Paula Digital.

Hay una mujer cuya vida está en riesgo. Ahí, en medio de los aparatos que miden su pulso y la monitorean, Nabila Rifo se mantiene unida al mundo. Un mundo que le arrancó los ojos, y que ahora, no podrá ver de nuevo. El 14 de mayo pasado quedamos en shock tras leer la historia del brutal ataque que sufrió esta mujer de Coyhaique. Su pareja, Mauricio Ortega, es el principal sospechoso de golpearla hasta dejarla inconsciente para luego arrancarle los ojos.

Y este caso fue tan mediático que incluso la Presidenta Michelle Bachelet se manifestó, en su discurso del 21 de mayo, en contra la violencia de género. Mientras leo los distintos artículos y columnas dedicadas a Nabila, pienso en una novela del Bolaño más oscuro; mujeres violentadas en la frontera de Ciudad Juárez; casos como el de Nabila y el de tantas otras que mueren todos los años atrozmente golpeadas por sus hombres.

Cuando todos los dardos apuntan a que su pareja es el culpable, me pregunto ¿qué pasaba por la cabeza de Ortega? ¿qué generó tanto odio, tanta violencia?

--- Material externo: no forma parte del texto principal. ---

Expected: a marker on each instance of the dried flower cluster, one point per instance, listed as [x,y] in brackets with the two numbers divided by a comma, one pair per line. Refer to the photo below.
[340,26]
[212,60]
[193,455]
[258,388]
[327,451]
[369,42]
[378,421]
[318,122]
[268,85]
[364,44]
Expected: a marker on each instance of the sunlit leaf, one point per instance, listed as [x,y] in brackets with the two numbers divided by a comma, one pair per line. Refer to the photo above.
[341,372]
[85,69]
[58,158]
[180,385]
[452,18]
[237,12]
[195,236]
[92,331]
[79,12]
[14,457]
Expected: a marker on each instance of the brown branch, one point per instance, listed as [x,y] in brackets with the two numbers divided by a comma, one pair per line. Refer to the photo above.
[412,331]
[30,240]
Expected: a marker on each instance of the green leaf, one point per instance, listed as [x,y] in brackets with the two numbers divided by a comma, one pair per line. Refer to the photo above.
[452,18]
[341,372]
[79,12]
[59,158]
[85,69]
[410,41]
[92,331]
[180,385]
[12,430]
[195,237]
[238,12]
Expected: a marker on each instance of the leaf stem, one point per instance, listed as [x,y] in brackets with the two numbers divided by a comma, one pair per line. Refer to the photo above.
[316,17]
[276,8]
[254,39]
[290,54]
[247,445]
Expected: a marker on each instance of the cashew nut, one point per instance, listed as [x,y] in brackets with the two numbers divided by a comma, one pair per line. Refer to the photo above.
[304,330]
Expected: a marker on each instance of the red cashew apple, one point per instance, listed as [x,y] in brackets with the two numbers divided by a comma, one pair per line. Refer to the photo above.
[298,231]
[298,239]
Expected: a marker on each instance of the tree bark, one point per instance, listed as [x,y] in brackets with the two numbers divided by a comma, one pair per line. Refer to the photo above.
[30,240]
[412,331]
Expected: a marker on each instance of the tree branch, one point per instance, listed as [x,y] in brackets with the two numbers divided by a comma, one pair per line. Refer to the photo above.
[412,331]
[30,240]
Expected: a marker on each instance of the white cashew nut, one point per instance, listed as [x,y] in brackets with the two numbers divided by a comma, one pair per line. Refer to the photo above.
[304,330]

Y pienso que en una sociedad en la cual la mujer todavía es ciudadana de segunda clase; en la que nos llenan de una publicidad que violenta constantemente nuestros cuerpos y la concepción de lo femenino. Un país en el que se estrenan programas tan penosos y machistas como "Escuela para maridos" de Chilevisión y en el que las instituciones no responden con sanciones ejemplares para los sujetos que cometen estos crímenes. Una sociedad en la cual los niños y las niñas no son criados como iguales porque hasta hoy, en algunas familias, tener hijos hombres es más celebrado que tener hijas mujeres y, las niñas son criadas desde el día uno con todo tipo de prejuicios. Un mundo en el que se degrada el trabajo de las mujeres con sueldos inferiores a los de nuestros pares masculinos; y en el cual debemos esforzarnos el doble para ser consideradas, y contratadas, pues la maternidad es otro tema en contra. Entonces, no me extraña tanto este tipo de noticias.

Por ahí leí que Ortega ninguneaba a Nabila por no proveer el mismo dinero que él. Que la trataba de "cacho" y de "mantenida". Que Ortega ya había sido acusado anteriormente por amenazarla de muerte, tras romper una puerta con un hacha. Leí también que ese día, el de la golpiza final, había más gente. Amigos y familia que vieron que la cosa iba mal. Que de nuevo Ortega se saldría de sus casillas. Que se le habían pasado las copas. Que los niños le avisaron a una tía que el papá discutía con la mamá. Que el frío de la noche en Coyhaique, que el cuerpo de esa mujer le pertenece a su hombre, que nadie hizo nada, que nadie previó la situación cuando Ortega asistía a terapia por violento; que ya la primera vez que lo acusaron se debieron tomar medidas más drásticas en contra del agresor e impedir que en el futuro se repitiera su conducta. Leí que en 2013 en Punta Arenas otra mujer fue víctima de su pareja, quien también le arrancó los ojos tras golpearla. Leí que en Guatemala tienen una de las tasas más altas de femicidio; que en Colombia responsabilizaron a una mujer por su propia violación, tortura y muerte; que en Argentina al menos 233 mujeres murieron el año pasado víctimas de la violencia de género.

Hay una mujer cuya vida está en riesgo. Ahí, en medio de los aparatos que miden su pulso y la monitorean, Nabila Rifo se mantiene unida al mundo. Y espero que no recuerde el horror de lo que le tocó vivir. Espero que cuando despierte —si despierta— se haya hecho justicia para Nabila, aunque nunca pueda ver de nuevo el mundo tan oscuro que la condenó. Insisto, espero que no recuerde.